Tuttavia converrebbe non far finta di ignorare come un programma del genere sia in linea con le attese di buona parte dei cittadini, se è vero che ormai da qualche anno circa l’80% ritiene che la criminalità sia in aumento, nonostante tutti i dati segnalino una diminuzione – o al massimo una stazionarietà – dei principali reati. Si tratta di una convinzione che appare molto radicata, probabilmente frutto di anni di bombardamento mediatico: i nostri telegiornali sono ai primi posti in Europa nel presentare il tema della criminalità nelle sue varie declinazioni.

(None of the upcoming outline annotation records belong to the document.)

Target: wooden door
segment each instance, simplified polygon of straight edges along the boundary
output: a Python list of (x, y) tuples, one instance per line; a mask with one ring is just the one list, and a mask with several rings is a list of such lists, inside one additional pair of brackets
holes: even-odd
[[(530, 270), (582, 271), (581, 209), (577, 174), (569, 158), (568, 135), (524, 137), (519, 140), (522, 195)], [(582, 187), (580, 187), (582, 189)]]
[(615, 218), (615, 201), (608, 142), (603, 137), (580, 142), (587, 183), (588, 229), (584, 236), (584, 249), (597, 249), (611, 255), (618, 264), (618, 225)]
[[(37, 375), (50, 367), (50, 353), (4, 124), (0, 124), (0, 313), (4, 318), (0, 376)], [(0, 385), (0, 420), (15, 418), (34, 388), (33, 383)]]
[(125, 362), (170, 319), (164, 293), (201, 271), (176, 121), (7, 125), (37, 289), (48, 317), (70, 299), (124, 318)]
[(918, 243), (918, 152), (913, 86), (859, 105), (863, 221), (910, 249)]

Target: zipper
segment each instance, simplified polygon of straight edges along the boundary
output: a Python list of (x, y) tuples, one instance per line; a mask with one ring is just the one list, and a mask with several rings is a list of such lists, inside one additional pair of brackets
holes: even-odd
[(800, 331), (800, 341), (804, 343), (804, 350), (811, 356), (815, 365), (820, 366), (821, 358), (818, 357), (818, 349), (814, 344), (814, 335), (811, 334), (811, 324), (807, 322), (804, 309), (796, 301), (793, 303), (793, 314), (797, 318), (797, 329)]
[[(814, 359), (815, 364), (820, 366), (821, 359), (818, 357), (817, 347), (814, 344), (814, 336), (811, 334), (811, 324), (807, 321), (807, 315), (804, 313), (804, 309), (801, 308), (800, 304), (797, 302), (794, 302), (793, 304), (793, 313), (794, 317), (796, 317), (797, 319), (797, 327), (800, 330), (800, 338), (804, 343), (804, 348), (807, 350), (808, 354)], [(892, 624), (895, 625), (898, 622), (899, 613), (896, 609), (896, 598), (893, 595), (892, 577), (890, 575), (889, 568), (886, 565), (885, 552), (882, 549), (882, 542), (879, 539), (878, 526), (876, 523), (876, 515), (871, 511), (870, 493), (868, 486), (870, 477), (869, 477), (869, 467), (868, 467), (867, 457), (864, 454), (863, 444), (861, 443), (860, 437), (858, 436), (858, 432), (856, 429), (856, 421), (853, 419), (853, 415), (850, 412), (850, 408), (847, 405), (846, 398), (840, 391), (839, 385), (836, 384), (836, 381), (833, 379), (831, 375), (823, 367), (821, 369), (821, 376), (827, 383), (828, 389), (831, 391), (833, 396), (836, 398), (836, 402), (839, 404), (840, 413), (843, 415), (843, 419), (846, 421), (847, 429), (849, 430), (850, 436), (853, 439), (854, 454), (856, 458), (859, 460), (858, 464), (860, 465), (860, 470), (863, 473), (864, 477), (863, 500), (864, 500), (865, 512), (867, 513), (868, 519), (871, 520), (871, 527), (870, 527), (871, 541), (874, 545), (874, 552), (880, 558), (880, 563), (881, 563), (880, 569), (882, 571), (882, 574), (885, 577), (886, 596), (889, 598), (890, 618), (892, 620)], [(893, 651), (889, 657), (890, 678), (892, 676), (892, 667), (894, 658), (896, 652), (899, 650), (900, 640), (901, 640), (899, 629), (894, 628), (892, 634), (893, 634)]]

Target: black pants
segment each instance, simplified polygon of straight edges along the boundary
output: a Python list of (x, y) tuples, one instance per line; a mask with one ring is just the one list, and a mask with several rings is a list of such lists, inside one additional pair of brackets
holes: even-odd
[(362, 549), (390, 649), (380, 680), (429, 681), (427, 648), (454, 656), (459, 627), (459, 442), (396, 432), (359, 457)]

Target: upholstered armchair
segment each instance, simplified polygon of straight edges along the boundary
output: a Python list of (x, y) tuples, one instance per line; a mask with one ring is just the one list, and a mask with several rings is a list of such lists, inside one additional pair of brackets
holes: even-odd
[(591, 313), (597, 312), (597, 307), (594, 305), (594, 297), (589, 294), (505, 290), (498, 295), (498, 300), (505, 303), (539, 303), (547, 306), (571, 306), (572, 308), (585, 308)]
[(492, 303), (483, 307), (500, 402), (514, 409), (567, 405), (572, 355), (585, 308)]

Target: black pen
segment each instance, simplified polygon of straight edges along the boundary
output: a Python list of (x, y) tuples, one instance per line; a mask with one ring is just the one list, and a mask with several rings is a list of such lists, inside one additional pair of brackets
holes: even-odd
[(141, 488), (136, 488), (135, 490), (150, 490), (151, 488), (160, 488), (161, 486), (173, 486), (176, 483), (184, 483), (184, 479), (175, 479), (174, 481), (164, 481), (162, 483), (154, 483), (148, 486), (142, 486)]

Una percezione, perciò, assai difficile da rovesciare, dato che non sembra essere scalfita dai dati di fatto.

D’altra parte, una politica così fortemente securitaria non può che rafforzare il ruolo della magistratura, che andrebbe però liberata da condizionamenti politici e correntizi, attraverso una riforma della legge elettorale del Consiglio superiore della magistratura – su cui mancano però i dettagli - e una separazione netta fra carriere giudiziarie e carriere politiche. Nei fatti, il programma che porta la firma congiunta dei due leader sembra rispecchiare in buona parte le richieste di almeno una parte della magistratura – per semplificare quella che si riconosce in Pier Camillo Davigo o Nino Di Matteo. Una magistratura che intende cavalcare l’allarme sociale suscitato dalla percezione di una criminalità in aumento, per acquisire popolarità (e mantenere la sua posizione di forza nei confronti della politica).

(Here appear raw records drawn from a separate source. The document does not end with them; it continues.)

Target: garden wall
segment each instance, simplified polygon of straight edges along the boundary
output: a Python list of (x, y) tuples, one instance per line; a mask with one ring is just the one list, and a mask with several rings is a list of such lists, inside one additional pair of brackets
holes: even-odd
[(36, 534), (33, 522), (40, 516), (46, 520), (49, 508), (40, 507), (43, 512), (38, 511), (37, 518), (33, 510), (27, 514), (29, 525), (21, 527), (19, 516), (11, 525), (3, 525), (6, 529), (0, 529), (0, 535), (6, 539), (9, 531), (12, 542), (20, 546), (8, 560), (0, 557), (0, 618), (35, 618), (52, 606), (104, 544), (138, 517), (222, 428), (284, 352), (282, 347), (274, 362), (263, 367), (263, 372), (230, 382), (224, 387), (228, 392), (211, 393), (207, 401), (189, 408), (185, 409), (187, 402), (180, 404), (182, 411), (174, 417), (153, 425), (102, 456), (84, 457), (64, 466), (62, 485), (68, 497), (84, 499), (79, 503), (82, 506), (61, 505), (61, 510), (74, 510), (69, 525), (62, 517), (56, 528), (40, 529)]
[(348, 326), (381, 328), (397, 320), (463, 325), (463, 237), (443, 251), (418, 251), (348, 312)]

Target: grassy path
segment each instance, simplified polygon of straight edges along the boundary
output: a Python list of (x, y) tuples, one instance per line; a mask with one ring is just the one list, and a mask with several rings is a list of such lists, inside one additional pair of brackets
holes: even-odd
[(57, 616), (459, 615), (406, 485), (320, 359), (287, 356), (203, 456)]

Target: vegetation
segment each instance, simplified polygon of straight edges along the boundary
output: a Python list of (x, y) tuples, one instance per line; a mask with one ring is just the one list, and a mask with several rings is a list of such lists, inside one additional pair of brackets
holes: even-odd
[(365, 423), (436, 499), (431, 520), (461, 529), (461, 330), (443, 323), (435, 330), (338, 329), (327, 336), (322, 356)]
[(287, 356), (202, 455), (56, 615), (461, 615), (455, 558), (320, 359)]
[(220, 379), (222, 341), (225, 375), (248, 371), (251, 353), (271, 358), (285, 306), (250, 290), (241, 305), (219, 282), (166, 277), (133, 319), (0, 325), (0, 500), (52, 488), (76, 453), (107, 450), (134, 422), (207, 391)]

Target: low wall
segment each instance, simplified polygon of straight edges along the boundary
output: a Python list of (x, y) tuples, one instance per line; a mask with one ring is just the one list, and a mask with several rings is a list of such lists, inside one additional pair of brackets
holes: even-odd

Del resto, l’abolizione o un nuovo allungamento della prescrizione – che negli ultimi tempi è già stata parecchio allungata – non porterebbe certo a una minore durata dei procedimenti. Oggi, solo circa l’1% delle prescrizioni avviene in cassazione, cioè quando manca poco a una sentenza definitiva. La gran parte avviene durante le indagini preliminari o in primo grado, quando la sentenza definitiva è ancora molto lontana. Dunque, abolire la prescrizione significherebbe soprattutto allungare processi che sono probabilmente destinati a non concludersi, ma tenendo così a lungo “sotto scacco” indagati e imputati. Così, anche la disponibilità dell’ex presidente incaricato Giuseppe Conte di voler essere “l’avvocato difensore” degli italiani assume un significato concreto: se prima o poi un simile “contratto” di governo dovesse essere attuato, di un avvocato avremo tutti molto bisogno. Lo si voglia o meno, si tratta di un programma che – per quanto discutibile e probabilmente pernicioso negli effetti – riflette gli orientamenti di buona parte del pubblico ma anche di alcuni importanti gruppi, in questo caso giudiziari, sottolineando ancora una volta l’ambiguità di una coalizione che si vorrebbe in opposizione alle odiate élite, ma che in realtà con alcune di queste (e con una piuttosto potente come la magistratura) intende collegarsi.